With my patches both u-boot and the kernel set the operating cpu-clock and the dram-clock to the minim, and in this configuration I have just demonstrated that the SoM doesn't overheat with a passive heat-sink, so in theory, you don't even need a cooling fan.

--- End quote ---
True.  I personally might still put a very low RPM (say, 500) 12V PC chassis fan in a pull configuration in the enclosure, through a tight mesh or a filter.  The filter helps with dust and the fan noise, too.  A suitable 120×120×25mm, say a Nidec Gentle Typhoon, if you can find one, is cheap, basically silent when undervoltaged for lower RPMs, and is well suited for the task.  (I haven't used 5V fans, so have no opinion/guidance with those at all.)

For some of my SBCs, I've been looking at ways to mill a new lid for a Hammond die-cast aluminium enclosure, to act as both "lid" as well as the primary heatsink.  I can get the enclosures cheap locally, and a suitable chunk of aluminium is not that expensive, although most of it will be turned into swarf.. the idea is to have sparse ribs on the outside, and pedestals on the inside to meet the SBC chips that heat up, so it has to be much thicker than just a lid.  Wires are pulled through via grommets at the lid-box seam, and the enclosure itself is basically airtight.

in the meanwhile, the first thing to do is to remove the on-board connector for the cooling fan, this will prevent my colleagues to install one.
--- End quote ---
Very good idea.  If one does not want to modify the board itself, I'd recommend finding a suitable connector without wires, and pushing that in.  Or even 3D-printing a tiny disabled connector, maybe with a "BAD" or something in raised lettering where the wires usually come out..

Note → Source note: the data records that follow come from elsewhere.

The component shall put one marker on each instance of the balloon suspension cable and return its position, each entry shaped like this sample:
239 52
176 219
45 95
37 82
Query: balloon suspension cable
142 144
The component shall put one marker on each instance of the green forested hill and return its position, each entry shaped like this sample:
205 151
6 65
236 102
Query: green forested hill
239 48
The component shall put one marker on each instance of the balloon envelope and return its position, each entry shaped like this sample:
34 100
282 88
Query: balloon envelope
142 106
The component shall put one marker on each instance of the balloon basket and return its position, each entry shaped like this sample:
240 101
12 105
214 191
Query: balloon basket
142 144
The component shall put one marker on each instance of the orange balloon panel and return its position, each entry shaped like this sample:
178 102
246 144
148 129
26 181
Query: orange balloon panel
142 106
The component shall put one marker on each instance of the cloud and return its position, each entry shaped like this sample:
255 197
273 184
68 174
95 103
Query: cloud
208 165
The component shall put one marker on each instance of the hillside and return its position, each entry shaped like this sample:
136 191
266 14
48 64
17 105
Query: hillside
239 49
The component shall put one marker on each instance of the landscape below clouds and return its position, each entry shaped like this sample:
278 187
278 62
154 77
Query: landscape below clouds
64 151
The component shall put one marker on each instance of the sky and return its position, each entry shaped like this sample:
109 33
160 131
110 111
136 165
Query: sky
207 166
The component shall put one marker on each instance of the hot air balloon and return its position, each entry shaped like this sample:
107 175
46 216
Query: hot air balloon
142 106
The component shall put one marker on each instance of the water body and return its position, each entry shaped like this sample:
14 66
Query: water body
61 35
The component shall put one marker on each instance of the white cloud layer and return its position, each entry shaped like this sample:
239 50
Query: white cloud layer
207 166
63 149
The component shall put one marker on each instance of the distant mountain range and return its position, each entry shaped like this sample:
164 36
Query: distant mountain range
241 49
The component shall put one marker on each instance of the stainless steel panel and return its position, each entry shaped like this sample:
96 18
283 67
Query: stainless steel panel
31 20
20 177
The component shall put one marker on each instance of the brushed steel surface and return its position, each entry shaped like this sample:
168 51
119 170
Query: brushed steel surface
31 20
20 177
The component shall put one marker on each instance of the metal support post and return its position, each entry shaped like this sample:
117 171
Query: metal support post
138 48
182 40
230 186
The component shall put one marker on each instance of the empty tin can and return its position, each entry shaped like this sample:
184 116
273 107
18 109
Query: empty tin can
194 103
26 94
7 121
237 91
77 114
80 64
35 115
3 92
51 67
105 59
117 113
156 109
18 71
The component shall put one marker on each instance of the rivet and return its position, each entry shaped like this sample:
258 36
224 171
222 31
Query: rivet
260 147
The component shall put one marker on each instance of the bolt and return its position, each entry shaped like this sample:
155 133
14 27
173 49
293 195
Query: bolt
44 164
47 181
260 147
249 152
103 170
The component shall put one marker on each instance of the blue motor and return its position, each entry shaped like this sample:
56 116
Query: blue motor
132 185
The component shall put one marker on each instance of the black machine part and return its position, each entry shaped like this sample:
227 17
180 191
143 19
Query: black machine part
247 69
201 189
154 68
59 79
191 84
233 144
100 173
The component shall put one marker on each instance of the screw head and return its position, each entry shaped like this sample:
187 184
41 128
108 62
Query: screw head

(The plastic shroud of the fan connector usually comes off just by pulling, but it could be glued to the board so that pulling it might damage the board.  These boards are multilayer and so tight I wouldn't want to try to desolder a 2/3-pin TH connector off.)

The system is now up and running with an up-time of more than a week  :D :D :D

Days ago I developed a monitoring program that runs continuously in the background with a low priority and checks the integrity of each rootfs file(1).

typedef struct
   char_t filename[filename_size];
   md5sum_t md5sum;
} mon_entry_t;

--- End code ---

There is a huge database in ram with the md5 checksum of each file of the rootfs, the monitoring program can calculate a fresh md5-checksum on the fly and compare with the value stored in the database.

It's also useful to find corrupted files due to filesystem crash, and this way it's easy to find the corrupted file and selective restore it from a backup.

(1) with "rootfs" I mean files in these folders

/bin

--- End code ---

/root, /home, /local, etc; services folders such as /var, /dev, /sys, /proc, /tmp, are not considered.
The database consumes ~90Mbyte of ram.